Penning T D, Chandrakumar N S, Chen B B, Chen H Y, Desai B N, Djuric S W, Docter S H, Gasiecki A F, Haack R A, Miyashiro J M, Russell M A, Yu S S, Corley D G, Durley R C, Kilpatrick B F, Parnas B L, Askonas L J, Gierse J K, Harding E I, Highkin M K, Kachur J F, Kim S H, Krivi G G, Villani-Price D, Pyla E Y, Smith W G
Departments of Medicinal Chemistry, Structure-Activity Screening Program, Inflammatory Diseases Research, and Molecular Pharmacology, Searle Research and Development, Monsanto Company, Skokie, Illinois 60077, USA.
J Med Chem. 2000 Feb 24;43(4):721-35. doi: 10.1021/jm990496z.

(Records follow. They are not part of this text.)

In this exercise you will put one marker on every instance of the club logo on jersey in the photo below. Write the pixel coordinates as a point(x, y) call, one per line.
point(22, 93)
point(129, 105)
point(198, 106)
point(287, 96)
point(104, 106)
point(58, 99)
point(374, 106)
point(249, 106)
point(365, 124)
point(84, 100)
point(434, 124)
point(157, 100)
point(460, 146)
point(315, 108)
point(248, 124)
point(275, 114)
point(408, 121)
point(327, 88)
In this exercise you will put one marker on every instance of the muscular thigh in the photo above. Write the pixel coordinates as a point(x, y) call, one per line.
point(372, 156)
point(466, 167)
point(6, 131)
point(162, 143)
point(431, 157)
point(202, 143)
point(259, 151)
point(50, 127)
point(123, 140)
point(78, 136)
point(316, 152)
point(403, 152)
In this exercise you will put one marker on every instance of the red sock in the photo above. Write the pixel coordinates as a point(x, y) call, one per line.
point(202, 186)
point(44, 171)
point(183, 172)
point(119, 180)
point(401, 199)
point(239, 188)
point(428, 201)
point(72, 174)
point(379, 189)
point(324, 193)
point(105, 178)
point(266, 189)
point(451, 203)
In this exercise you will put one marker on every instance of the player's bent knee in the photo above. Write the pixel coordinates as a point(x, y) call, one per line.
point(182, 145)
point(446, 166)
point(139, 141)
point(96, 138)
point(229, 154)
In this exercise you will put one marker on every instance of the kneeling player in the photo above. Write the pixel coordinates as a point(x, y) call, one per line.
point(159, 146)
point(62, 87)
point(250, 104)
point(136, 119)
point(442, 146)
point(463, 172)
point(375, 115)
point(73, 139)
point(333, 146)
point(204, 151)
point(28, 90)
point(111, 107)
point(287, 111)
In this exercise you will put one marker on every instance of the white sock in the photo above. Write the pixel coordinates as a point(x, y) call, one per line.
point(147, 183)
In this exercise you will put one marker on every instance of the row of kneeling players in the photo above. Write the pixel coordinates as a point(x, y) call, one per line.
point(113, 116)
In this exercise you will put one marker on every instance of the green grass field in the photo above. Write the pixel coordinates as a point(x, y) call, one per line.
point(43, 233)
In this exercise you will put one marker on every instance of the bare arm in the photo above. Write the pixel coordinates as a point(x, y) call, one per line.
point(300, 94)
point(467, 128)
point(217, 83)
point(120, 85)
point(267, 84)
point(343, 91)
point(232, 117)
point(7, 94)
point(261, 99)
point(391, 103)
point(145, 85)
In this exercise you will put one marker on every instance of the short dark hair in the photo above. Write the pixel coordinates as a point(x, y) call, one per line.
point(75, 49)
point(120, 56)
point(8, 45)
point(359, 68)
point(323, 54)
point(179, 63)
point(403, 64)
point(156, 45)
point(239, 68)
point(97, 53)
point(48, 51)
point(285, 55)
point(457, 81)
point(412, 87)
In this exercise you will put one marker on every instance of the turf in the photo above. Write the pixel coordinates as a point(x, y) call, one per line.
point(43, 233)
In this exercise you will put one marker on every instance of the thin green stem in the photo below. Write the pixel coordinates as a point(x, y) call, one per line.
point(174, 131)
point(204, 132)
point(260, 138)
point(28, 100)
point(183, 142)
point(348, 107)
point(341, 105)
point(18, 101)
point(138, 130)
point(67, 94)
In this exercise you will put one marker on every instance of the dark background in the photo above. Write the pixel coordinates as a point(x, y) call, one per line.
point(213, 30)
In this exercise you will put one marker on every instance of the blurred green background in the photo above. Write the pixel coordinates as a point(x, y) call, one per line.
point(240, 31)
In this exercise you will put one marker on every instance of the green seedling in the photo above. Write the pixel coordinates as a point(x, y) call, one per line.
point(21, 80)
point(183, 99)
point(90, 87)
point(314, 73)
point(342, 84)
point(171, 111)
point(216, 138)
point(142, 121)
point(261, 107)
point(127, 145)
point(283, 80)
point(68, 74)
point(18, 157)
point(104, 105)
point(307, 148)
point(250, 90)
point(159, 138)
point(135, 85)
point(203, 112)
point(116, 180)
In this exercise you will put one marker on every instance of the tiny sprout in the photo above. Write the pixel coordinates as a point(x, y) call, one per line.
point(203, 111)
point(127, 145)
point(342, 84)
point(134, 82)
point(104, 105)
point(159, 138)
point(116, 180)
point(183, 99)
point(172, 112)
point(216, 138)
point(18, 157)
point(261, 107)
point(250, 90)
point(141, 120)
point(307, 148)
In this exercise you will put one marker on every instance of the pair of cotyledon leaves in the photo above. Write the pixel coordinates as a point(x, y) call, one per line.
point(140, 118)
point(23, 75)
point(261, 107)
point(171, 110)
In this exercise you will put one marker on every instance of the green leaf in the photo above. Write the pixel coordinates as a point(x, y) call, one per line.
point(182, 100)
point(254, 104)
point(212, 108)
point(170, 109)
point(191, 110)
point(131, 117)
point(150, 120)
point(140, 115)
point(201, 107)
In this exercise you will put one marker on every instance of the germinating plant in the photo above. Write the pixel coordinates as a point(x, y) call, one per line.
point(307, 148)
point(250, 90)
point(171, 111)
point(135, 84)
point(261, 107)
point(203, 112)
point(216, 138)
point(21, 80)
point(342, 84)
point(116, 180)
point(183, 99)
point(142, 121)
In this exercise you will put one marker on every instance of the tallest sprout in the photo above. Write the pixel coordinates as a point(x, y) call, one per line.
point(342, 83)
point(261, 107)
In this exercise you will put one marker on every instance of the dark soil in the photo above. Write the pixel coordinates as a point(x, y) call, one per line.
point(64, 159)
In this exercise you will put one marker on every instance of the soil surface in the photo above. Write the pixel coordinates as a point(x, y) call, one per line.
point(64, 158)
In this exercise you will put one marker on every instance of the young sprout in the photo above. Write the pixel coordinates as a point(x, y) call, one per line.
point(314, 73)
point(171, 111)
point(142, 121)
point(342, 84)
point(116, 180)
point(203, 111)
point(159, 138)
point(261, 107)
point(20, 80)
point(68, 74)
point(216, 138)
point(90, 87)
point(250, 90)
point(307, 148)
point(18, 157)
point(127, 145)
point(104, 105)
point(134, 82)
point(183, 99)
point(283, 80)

Leukotriene B(4) (LTB(4)) is a pro-inflammatory mediator that has been implicated in the pathogenesis of a number of diseases including inflammatory bowel disease (IBD) and psoriasis. Since the action of LTA(4) hydrolase is the rate-limiting step for LTB(4) production, this enzyme represents an attractive pharmacological target for the suppression of LTB(4) production. From an in-house screening program, SC-22716 (1, 1-[2-(4-phenylphenoxy)ethyl]pyrrolidine) was identified as a potent inhibitor of LTA(4) hydrolase. Structure-activity relationship (SAR) studies around this structural class resulted in the identification of a number of novel, potent inhibitors of LTA(4) hydrolase, several of which demonstrated good oral activity in a mouse ex vivo whole blood assay.

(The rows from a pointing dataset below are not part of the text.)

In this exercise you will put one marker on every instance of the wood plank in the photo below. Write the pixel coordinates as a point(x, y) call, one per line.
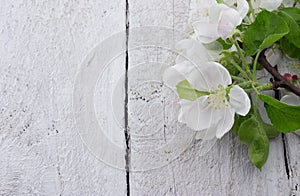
point(225, 169)
point(42, 45)
point(292, 144)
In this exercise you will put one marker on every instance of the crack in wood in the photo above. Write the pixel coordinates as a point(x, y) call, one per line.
point(127, 131)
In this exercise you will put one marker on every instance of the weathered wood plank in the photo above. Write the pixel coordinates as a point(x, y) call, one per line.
point(226, 169)
point(42, 44)
point(292, 144)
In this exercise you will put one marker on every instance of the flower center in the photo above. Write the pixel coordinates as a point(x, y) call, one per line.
point(217, 99)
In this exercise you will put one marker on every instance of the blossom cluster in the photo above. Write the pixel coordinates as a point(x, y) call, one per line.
point(215, 74)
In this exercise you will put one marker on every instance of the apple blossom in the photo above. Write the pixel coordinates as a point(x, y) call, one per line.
point(212, 113)
point(215, 20)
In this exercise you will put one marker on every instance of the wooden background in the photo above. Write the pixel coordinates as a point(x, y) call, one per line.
point(42, 46)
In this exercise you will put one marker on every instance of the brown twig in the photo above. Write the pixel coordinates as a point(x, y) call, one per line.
point(279, 81)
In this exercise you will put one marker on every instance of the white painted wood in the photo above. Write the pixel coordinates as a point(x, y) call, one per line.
point(292, 142)
point(226, 169)
point(42, 45)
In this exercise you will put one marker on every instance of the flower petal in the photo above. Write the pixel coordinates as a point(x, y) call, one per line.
point(239, 100)
point(226, 123)
point(214, 75)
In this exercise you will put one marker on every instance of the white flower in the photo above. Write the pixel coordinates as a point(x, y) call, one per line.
point(211, 114)
point(217, 19)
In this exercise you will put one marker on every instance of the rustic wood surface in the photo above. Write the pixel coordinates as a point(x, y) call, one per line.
point(43, 45)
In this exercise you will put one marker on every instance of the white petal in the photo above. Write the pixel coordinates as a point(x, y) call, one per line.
point(229, 2)
point(291, 99)
point(214, 75)
point(228, 21)
point(242, 7)
point(239, 100)
point(197, 114)
point(270, 5)
point(207, 134)
point(226, 123)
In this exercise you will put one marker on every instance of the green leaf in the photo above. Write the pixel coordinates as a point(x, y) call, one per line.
point(290, 44)
point(187, 91)
point(252, 133)
point(285, 118)
point(263, 32)
point(288, 15)
point(238, 120)
point(289, 48)
point(270, 130)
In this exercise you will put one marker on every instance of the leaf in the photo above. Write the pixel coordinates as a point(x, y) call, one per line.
point(187, 91)
point(238, 121)
point(288, 15)
point(270, 130)
point(252, 133)
point(289, 48)
point(285, 118)
point(290, 44)
point(263, 32)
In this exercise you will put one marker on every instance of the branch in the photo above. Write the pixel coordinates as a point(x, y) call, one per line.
point(280, 81)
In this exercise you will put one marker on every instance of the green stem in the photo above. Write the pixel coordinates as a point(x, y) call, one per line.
point(242, 56)
point(238, 78)
point(255, 65)
point(251, 9)
point(245, 75)
point(257, 87)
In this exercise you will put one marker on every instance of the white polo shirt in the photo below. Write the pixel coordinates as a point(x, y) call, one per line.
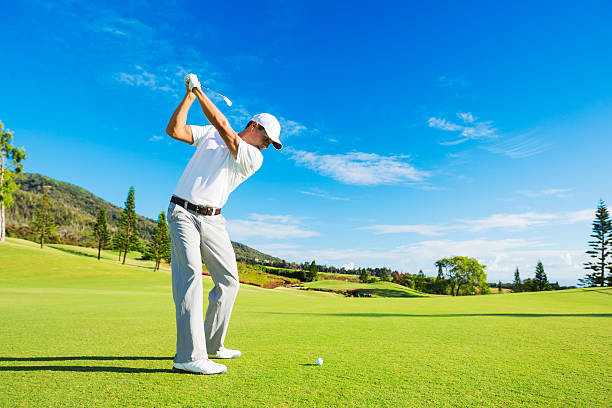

白三烯B(4)(LTB(4))是一种促炎介质,与包括炎症性肠病(IBD)和银屑病在内的多种疾病的发病机制有关。由于LTA(4)水解酶的作用是LTB(4)产生的限速步骤,因此该酶是抑制LTB(4)产生的一个有吸引力的药理学靶点。通过内部筛选程序,SC-22716(1, 1-[2-(4-苯氧基苯氧基)乙基]吡咯烷)被鉴定为LTA(4)水解酶的强效抑制剂。围绕这一结构类别的构效关系(SAR)研究导致鉴定出许多新型的、强效的LTA(4)水解酶抑制剂,其中几种在小鼠离体全血试验中表现出良好的口服活性。